Book Review: Carved in Bone by Michael Nava

I have an amazing book for you today. Not just for the story itself, but for its harrowing account of a period during the 80s. If you want a book that will touch your soul, this is certainly one.

Blurb

Carved in Bone by Michael Nava is set in November 1984. It introduces us to criminal defence lawyer Henry Rios, fresh out of rehab and picking up the pieces of his life, reluctantly accepts work as an insurance claims investigator and is immediately is assigned to investigate the apparently accidental death of Bill Ryan. Ryan, part of the great gay migration into San Francisco in the 1970s, has died in his flat of carbon monoxide poisoning from a faulty gas line, his young lover barely surviving. Rios’s investigation into Ryan’s death – which Rios becomes convinced was no accident – tracks Ryan’s life from his arrival in San Francisco as a terrified 18-year-old to his transformation into a successful businessman. What begins for Rios as the search for the truth about Bill Ryan’s death becomes the search for the meaning of Ryan’s life as the tsunami of AIDS bears down on the gay community.

Goodreads blurb

9781733609111

Review

I’m ashamed to say it but this is the first book I’ve read that has predominately gay characters. Not because I’m choosing to do so but because such books seem short in the market. Regardless, I’m glad Carved in Bone came my way.

This is a deeply moving book. Why? Well, because it is a real insight into what it was like to be gay in the 70s/80s. Not only the gay scene in terms of relationships and parties but what it was like to (1) come out, (2) be rejected from your family, and (3) what it was like to live through the AIDS epidemic of the 80s. Point 3 made my cry. I didn’t realise I had such shallow knowledge of the time.  Fictional or not, to read what gay people went through at this time was absolutely heartbreaking.

You may be wondering why I’m not writing much about the storyline of Carved in Bone. It is because the storyline itself is secondary to the themes that run through the pages of this book. Yes, we have a story of a potentially criminal insurance investigation and, yes, we have a collection of wonderfully interesting characters (Waldo has stolen my heart forever). But they are only placeholders to tell a real-life story and educate a new generation of readers about an extremely difficult time. And boy does Michael Nave do this extremely well.

I can’t praise Carved in Bone enough. It is a book that truly touched me and will stay with me for a very long time.
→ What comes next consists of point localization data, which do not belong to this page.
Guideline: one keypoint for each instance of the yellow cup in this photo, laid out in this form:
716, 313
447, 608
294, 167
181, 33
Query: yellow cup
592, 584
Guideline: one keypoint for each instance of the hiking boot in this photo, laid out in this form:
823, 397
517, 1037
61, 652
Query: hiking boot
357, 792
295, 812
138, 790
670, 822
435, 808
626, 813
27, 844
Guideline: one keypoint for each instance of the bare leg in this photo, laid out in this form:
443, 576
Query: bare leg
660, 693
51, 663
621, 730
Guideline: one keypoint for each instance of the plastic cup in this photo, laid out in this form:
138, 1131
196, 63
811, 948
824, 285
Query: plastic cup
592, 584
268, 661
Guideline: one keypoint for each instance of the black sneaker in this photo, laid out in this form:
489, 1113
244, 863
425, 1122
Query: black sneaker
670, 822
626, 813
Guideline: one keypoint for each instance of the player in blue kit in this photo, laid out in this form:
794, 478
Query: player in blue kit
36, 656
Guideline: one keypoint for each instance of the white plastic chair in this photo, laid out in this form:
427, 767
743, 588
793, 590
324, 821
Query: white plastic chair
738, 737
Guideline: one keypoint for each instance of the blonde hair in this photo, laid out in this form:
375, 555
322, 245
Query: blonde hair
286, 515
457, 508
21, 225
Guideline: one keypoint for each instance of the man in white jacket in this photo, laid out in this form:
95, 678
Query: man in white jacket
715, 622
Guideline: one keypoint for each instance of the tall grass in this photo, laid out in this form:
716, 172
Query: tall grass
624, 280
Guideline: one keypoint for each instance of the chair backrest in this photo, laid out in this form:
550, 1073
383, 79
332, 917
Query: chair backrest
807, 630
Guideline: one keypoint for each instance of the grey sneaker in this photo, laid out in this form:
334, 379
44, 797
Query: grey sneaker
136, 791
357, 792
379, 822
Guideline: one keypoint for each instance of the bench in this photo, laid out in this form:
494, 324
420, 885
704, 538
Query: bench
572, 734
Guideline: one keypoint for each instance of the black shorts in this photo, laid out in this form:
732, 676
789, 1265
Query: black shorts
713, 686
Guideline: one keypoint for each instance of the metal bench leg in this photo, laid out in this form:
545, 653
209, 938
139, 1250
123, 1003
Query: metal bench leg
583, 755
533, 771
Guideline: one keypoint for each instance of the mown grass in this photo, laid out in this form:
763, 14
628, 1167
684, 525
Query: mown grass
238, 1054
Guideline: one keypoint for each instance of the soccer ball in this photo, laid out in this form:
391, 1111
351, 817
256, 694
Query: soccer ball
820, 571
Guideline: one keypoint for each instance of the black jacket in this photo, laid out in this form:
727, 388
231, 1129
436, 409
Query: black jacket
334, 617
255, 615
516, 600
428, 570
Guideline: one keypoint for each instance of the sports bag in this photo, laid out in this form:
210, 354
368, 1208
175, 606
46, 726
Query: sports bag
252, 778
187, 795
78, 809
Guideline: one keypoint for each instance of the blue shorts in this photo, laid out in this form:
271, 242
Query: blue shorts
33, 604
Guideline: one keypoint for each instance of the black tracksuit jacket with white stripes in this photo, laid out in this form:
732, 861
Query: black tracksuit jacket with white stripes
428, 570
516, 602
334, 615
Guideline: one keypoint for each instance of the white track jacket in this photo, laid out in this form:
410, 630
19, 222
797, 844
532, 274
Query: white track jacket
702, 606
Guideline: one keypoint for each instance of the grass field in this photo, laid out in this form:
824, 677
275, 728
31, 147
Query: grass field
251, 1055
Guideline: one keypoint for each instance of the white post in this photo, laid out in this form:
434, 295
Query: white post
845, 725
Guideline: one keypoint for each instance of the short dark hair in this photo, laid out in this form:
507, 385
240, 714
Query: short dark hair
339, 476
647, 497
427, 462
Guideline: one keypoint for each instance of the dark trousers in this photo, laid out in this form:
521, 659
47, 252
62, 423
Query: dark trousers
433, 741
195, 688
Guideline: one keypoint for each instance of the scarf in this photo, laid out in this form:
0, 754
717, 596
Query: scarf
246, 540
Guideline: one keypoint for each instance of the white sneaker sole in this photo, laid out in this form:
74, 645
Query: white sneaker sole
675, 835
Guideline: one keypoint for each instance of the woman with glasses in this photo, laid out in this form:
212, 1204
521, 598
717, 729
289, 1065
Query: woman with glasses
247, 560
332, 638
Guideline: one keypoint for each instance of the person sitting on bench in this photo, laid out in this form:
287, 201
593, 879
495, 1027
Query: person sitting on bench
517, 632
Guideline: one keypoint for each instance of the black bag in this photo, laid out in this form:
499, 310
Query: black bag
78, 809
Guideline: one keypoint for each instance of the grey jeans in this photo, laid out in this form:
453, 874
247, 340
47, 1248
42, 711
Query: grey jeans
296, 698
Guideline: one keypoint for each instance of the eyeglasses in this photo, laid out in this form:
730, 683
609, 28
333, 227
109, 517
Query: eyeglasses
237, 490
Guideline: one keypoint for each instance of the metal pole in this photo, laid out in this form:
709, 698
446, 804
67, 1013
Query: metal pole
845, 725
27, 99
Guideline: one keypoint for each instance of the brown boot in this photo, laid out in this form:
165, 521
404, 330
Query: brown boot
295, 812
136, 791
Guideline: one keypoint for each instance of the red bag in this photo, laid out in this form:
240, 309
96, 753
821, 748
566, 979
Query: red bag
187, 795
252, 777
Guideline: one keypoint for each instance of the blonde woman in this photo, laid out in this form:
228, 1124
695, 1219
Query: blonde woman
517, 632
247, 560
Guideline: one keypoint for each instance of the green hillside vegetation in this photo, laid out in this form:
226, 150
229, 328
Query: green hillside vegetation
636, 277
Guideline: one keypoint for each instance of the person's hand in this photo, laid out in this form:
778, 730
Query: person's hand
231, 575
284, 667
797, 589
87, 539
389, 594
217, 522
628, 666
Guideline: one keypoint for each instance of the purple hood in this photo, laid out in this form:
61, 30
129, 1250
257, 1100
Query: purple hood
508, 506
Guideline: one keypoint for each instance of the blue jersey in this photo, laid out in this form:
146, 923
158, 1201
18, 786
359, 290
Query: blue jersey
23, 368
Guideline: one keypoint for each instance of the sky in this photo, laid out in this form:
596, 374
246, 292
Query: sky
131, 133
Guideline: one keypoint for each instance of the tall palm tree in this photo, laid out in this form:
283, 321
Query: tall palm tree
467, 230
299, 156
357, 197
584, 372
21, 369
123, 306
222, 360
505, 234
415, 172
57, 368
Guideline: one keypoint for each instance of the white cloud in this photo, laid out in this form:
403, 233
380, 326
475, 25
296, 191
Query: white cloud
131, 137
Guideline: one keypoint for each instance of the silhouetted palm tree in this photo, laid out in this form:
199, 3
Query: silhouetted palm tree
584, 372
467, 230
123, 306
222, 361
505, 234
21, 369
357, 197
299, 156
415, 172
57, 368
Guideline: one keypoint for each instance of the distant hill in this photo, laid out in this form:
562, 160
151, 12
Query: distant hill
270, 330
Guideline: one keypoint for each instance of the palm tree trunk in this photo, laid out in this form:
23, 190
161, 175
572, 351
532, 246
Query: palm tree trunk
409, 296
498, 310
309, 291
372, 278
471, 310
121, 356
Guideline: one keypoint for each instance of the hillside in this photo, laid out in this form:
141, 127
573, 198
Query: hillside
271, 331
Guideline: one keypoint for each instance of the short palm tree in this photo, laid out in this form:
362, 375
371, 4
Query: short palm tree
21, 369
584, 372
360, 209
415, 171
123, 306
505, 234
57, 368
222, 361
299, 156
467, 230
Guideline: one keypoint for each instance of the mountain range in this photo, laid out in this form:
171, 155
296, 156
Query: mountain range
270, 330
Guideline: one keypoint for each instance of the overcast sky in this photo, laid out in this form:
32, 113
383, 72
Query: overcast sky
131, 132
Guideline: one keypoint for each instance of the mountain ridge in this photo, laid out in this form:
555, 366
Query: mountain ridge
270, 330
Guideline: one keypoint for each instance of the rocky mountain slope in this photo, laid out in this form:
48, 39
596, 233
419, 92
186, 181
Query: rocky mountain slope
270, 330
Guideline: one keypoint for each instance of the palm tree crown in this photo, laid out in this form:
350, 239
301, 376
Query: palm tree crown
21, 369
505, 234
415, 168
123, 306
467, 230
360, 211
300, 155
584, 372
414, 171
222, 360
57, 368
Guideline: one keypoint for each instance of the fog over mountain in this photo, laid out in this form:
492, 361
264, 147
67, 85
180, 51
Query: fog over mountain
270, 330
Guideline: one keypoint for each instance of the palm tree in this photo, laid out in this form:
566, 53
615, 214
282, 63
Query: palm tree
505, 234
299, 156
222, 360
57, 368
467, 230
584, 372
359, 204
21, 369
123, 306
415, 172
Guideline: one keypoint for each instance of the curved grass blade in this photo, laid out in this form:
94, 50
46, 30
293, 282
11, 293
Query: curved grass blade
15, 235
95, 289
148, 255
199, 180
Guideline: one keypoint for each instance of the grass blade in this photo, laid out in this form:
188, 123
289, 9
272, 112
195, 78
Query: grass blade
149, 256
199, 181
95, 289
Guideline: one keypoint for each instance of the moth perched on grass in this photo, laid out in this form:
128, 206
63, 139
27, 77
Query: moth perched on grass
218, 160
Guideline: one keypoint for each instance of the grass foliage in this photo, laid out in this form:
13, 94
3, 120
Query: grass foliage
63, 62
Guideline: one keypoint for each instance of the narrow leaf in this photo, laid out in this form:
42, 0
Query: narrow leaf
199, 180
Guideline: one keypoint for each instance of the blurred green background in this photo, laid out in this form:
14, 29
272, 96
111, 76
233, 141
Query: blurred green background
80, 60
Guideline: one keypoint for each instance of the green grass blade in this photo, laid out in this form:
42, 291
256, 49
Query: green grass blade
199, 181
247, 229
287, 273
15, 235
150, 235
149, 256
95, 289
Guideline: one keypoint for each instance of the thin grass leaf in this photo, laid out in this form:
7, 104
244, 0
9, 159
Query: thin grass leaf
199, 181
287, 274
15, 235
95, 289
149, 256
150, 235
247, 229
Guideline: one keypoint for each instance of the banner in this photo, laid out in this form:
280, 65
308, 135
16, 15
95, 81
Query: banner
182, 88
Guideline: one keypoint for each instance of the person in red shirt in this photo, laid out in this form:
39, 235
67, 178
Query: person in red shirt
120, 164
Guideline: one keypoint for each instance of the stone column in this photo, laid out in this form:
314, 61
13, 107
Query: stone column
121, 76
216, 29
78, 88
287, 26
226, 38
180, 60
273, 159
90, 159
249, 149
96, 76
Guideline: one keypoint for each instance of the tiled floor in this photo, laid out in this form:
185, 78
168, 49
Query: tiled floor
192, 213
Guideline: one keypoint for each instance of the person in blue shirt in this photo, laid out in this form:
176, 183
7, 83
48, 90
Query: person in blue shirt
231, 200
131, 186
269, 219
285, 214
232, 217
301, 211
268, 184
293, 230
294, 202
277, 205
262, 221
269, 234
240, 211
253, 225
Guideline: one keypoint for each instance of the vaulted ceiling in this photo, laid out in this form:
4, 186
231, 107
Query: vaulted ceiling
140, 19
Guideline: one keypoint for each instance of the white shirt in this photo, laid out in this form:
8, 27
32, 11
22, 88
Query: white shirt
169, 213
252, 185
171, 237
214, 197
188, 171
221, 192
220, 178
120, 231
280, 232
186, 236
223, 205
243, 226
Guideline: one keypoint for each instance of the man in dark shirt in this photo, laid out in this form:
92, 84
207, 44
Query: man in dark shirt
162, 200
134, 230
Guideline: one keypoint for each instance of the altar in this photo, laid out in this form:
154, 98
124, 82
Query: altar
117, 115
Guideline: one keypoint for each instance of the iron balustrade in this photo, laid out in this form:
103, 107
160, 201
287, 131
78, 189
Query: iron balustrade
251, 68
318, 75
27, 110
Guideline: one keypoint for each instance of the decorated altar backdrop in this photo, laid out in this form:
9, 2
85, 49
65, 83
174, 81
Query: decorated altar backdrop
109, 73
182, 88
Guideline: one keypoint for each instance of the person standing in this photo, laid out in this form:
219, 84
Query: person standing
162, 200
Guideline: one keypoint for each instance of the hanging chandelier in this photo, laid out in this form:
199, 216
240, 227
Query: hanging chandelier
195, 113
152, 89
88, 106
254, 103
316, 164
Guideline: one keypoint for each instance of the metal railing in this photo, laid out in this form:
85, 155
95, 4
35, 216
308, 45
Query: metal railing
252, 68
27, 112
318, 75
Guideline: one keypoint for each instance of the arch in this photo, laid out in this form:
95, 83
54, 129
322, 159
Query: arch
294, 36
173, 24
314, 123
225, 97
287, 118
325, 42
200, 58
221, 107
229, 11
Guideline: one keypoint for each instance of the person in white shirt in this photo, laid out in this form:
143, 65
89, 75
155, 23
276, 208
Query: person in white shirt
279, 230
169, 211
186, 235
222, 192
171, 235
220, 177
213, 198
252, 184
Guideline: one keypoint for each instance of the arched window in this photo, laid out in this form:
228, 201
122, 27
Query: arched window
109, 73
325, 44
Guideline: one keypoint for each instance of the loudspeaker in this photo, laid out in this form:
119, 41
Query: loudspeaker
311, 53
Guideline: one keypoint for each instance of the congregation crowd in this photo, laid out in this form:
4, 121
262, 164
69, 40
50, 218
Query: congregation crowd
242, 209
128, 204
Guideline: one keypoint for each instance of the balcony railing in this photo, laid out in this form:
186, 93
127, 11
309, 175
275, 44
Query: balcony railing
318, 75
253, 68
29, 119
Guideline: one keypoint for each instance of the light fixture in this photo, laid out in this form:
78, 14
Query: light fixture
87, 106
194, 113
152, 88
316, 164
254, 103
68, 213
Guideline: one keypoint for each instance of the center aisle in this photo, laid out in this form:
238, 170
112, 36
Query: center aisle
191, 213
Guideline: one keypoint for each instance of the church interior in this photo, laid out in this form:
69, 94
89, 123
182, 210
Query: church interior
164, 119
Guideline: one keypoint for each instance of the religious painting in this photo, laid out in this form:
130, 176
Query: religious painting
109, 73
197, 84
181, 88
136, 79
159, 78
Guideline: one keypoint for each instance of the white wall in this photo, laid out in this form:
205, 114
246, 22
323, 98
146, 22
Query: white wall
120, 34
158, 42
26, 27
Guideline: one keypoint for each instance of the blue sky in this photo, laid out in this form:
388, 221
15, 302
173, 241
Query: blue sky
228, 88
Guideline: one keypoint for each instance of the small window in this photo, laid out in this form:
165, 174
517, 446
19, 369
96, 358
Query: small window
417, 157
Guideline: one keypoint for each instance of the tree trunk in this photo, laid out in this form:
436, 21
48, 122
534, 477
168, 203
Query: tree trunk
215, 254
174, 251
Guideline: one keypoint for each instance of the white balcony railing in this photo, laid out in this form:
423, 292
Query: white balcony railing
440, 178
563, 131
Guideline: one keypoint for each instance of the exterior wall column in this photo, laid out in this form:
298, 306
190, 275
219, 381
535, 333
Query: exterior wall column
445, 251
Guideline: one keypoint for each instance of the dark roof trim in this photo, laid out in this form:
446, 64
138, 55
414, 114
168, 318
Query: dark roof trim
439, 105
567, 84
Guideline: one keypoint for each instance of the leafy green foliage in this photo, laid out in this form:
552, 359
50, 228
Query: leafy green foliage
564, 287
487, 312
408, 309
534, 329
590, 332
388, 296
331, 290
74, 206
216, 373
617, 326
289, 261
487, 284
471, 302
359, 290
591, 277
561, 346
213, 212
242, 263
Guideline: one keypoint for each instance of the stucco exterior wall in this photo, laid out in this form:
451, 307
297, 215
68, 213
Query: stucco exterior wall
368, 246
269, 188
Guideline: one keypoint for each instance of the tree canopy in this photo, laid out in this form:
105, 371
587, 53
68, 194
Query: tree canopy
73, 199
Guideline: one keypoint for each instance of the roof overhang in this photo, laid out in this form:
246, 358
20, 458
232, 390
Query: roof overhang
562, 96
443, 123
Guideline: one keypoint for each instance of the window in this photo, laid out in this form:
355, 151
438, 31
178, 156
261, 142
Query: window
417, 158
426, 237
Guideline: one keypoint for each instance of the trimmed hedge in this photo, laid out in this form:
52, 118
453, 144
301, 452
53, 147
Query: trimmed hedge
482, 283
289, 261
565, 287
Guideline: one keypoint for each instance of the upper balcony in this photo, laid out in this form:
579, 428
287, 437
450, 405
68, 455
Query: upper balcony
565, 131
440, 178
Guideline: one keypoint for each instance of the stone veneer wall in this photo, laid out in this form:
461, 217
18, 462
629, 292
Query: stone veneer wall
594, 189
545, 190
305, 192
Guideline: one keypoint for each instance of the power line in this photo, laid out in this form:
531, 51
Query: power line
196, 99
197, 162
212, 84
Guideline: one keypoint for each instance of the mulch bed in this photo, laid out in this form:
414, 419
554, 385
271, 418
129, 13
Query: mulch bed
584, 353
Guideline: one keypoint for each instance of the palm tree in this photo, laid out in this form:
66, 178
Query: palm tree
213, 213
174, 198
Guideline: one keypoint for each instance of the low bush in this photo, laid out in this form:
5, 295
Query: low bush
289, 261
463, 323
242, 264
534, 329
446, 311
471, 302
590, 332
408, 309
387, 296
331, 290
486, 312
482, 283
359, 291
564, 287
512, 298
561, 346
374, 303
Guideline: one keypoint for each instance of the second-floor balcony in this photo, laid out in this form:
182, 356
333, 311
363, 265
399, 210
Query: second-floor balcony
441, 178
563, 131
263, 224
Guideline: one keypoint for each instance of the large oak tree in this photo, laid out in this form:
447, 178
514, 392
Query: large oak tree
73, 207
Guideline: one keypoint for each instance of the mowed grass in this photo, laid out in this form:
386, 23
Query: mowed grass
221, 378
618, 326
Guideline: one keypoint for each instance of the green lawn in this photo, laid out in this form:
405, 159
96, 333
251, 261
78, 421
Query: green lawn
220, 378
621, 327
I can only urge you to pick up a copy of this book. You will certainly not regret it.

I was sent a copy of this book in exchange for an honest review.

*affiliate link (any profits made through this link will be donated to an AIDS charity.)

2 Comments

  1. I was interested in this review and the sensitive remarks made about the book and what the gay community had to deal with in the 1980s. I also hadn’t much idea about that at the time and have not thought too much about it since, with the exception of feeling sorry for victims of AIDs that I’ve heard about over time. I had a little taste of point two from the other side when one of our sons ‘came out’, along with all the fears he’d nurtured that we would cast him off. We didn’t and we remain a united family. However, I do know this happens and my heart aches for those who have been cast out.